There has been a push recently to get the treasury department at our company to move on to our SAP system so that we can reduce the number of non-SAP systems that we must support. They are resisting because they say that they heard SAP can not handle FAS133. Unfortunately, I do not know what FAS133 is and no one I have talked to seems to know if SAP can handle it. Are you familiar with FAS133 and does SAP have functionality to deal with it?
The short answer is YES.
The long answer is, FASB133 refers to Rule #133 of the Financial Accounting Standards Board, which as of January 2001 regulates, among other things, how derivatives are to be accounted for when companies use them for hedging. For example, if a US-based company enters into a contractual agreement today to pay one of its vendors Great British Pounds (GBP) for some product or service in one years time, they may then also immediately enter into a foreign exchange (FX) contract with another party to buy GBP, one year from now, in order to lock in or hedge the currency exposure created by the vendor agreement.
Over its life the FX contract must be periodically revalued and, unless certain conditions dictated in FASB133 are met, this rule requires that all fluctuations in value must be recognized in the company's earnings (P&L) rather than simply reflected on its balance sheet as OCI (other compensatory income).
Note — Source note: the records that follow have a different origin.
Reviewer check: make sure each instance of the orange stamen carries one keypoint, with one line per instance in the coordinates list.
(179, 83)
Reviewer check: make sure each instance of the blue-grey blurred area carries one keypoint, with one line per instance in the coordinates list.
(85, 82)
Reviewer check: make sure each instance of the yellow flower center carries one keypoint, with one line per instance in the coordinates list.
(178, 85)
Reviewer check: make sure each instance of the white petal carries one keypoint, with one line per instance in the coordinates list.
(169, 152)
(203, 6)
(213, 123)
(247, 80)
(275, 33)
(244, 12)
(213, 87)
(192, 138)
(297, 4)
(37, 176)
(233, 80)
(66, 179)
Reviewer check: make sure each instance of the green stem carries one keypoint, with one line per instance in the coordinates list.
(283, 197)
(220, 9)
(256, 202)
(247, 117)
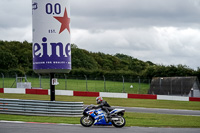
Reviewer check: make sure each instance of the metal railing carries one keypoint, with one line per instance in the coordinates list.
(43, 108)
In the SAP R/3 4.7 release (or SAP R/3 4.6C release, with the SAP Corporate Finance Management CFM Bolt-on), SAP provides a comprehensive set of tools in its Hedge Management functionality that enables companies to meet all of the statutory requirements of FASB133, including exposure documentation, effectiveness testing, hedge relationship management and accounting treatment (both effective and ineffective portions of a derivative).